Littelfuse delivered a strong Q1 with net sales of $657 million, up 19% year over year, adjusted EBITDA margin expanding 180 bps to 22.9%, and adjusted EPS rising 51% to $3.31. Free cash flow increased 55% to $66 million, the company returned $90 million to shareholders, and it raised Q2 guidance to $690 million-$710 million in sales and $3.65-$3.85 in adjusted EPS. Management also highlighted strong data center and grid demand, a transformative Basler integration, and a book-to-bill well above 1.0 despite ongoing commodity and residential HVAC headwinds.

Analysis

LFUS is inflecting from a cyclical auto/industrial protection supplier into a higher-quality electrification compounder.
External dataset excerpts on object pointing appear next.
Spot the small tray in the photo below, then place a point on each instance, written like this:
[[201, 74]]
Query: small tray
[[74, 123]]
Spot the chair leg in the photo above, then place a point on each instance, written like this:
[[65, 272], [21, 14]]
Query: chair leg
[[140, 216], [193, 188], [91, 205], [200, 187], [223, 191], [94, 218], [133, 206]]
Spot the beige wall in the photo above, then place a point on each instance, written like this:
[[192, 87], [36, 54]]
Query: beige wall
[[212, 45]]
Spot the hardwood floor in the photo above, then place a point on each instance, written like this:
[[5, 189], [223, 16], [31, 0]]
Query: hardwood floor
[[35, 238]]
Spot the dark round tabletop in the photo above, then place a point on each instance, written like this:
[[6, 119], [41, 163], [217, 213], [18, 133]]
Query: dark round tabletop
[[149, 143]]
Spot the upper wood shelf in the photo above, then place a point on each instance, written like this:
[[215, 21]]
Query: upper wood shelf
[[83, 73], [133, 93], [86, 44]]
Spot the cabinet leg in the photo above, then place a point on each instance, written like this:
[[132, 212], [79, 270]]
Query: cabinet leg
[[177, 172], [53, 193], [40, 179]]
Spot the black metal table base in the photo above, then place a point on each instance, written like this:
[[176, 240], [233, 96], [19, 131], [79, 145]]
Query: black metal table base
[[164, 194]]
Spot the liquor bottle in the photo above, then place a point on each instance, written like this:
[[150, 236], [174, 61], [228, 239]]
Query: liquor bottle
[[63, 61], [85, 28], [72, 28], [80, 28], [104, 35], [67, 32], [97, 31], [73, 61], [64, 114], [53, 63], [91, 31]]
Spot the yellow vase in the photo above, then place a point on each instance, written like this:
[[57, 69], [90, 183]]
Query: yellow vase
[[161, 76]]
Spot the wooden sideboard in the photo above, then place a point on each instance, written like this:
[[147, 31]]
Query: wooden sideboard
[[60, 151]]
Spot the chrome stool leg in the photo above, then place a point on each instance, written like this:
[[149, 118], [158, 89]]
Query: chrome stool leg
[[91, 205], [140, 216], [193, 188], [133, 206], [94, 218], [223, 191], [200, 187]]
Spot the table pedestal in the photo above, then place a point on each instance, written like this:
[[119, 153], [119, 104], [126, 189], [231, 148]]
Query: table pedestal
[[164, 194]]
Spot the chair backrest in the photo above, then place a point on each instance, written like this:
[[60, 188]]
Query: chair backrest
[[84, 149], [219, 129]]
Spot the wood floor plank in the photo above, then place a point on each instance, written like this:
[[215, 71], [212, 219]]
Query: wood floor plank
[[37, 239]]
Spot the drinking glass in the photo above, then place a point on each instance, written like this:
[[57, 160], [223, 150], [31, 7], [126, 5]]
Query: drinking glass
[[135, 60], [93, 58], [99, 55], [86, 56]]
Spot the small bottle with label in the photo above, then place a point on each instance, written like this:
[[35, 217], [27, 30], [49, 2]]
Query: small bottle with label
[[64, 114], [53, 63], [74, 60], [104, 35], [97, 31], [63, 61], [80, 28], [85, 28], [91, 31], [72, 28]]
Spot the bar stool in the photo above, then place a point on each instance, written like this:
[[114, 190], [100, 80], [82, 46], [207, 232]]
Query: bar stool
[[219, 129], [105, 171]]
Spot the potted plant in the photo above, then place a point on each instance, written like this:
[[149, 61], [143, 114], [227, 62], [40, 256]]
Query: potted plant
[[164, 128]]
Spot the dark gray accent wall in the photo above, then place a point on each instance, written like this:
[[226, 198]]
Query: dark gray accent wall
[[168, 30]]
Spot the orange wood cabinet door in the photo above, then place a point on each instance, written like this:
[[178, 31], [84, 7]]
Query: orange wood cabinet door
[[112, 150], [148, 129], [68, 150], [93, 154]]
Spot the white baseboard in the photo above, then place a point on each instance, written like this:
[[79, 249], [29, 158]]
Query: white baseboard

The important second-order takeaway is that data center and grid exposure are now acting as a demand stabilizer with better visibility than the legacy end markets, while the Basler deal is giving the company a second growth engine before the core portfolio fully re-rates. That combination usually drives multiple expansion before the reported numbers fully catch up, especially when book-to-bill stays above 1.0 and management is still guiding to double-digit growth in its fastest vertical. The bigger strategic implication is that LFUS is moving up the value chain from component content to system-level power architecture, which raises switching costs and pricing power. The 800V data center win and the 2027 utility shipment timing matter because they extend the earnings runway beyond the next few quarters; this reduces the market’s ability to dismiss the current growth as purely “AI hype” or temporary backlog conversion. If the Investor Day confirms a repeatable M&A playbook and credible SAM expansion in data center, the stock likely trades more on revenue durability than on cyclicality. The main risk is not demand collapsing immediately; it is that margin optimism gets ahead of mix reality. Power semiconductor rationalization is still a multi-quarter drag, commodity pass-through can lag, and the industrial upside is partly masking softness in residential HVAC and uneven transportation volume. If flow-through normalizes toward the low end of the 30%-35% target while growth decelerates after the Basler lap, the market could take down the multiple even if fundamentals remain healthy. Consensus appears to be underestimating how much of the thesis is now self-funded by balance sheet capacity and cash generation. With leverage near 1x and capital returns still intact, LFUS can pursue accretive M&A without sacrificing downside protection; that is a rare setup in industrial tech. The contrarian view is that the market may be too anchored to auto/industrial cyclicality and not yet pricing the optionality in grid, data center infrastructure, and system-level power design wins.